Atkinson thought he might return to some flood damage. Turns out, he has no home to return to at all.
"This house is not livable. We can't stay in the house," he said.
Atkinson has had water in his basement before, but not like this.
Atkinson, his wife and two children have no choice but to walk away. They didn't have flood insurance.
"It is hard to pick up and go at a moment's notice, but they condemned the home so I've got to go," he said.
Along McArthur Street, more homes are condemned. Latoya Sykes' home was on higher ground, but still feels her community was washed away.
"It's going to be a ghost town over here," she said.
In a walk through Shackle Free Church Outreach Ministry on Friday, Pastor Ray Williams found himself walking on water in the church he helped build nine years ago. Pews, musical equipment, carpet, walls – everything was touched by the water. Puddles remained on the floor and sloshed with every step.
It's enough to make Williams lean on his faith like never before.
"He is in complete control.

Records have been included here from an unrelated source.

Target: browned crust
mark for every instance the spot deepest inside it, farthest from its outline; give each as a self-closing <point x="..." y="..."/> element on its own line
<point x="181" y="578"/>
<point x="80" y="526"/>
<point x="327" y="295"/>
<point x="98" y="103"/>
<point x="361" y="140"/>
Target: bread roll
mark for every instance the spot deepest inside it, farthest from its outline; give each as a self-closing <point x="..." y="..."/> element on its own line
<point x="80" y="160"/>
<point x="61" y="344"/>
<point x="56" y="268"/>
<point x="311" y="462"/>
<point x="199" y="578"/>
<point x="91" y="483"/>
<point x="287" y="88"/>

He has the final say, and this is just a test," Williams said of the long road to recovery ahead for his community.
Three shelters remain open, at Carver and Carver Heights elementary schools and at East Wayne High School, and the public school system won't ask students to return until at least Thursday, Oct. 20.
The county landfill in Dudley is waiving fees for people throwing out storm-related debris.
On Saturday, Debbie Seagroves began mending her home. It will be weeks before her house is liveable again.
"I believe that a year ago, when we bought the house, that God knew Matthew was coming, and we prayed about buying this house and we still bought it, so it's not a mistake. It's all good," Seagroves said.
Gov. Pat McCrory reminded those able to get to their properties to assume that everything touched by flood water is contaminated. Sewage, sediment and even waste from hog lagoons washed into rivers as they rose and rolled east across the state.
A cleanup kit should include rubber boots and waterproof gloves along with brooms, mops, brushes, sponges, buckets, rags, cleaning solutions, trash bags and even a hair dryer.
Anything that can be salvaged should to be disinfected. Things like rugs and drywall will never dry right and should be discarded.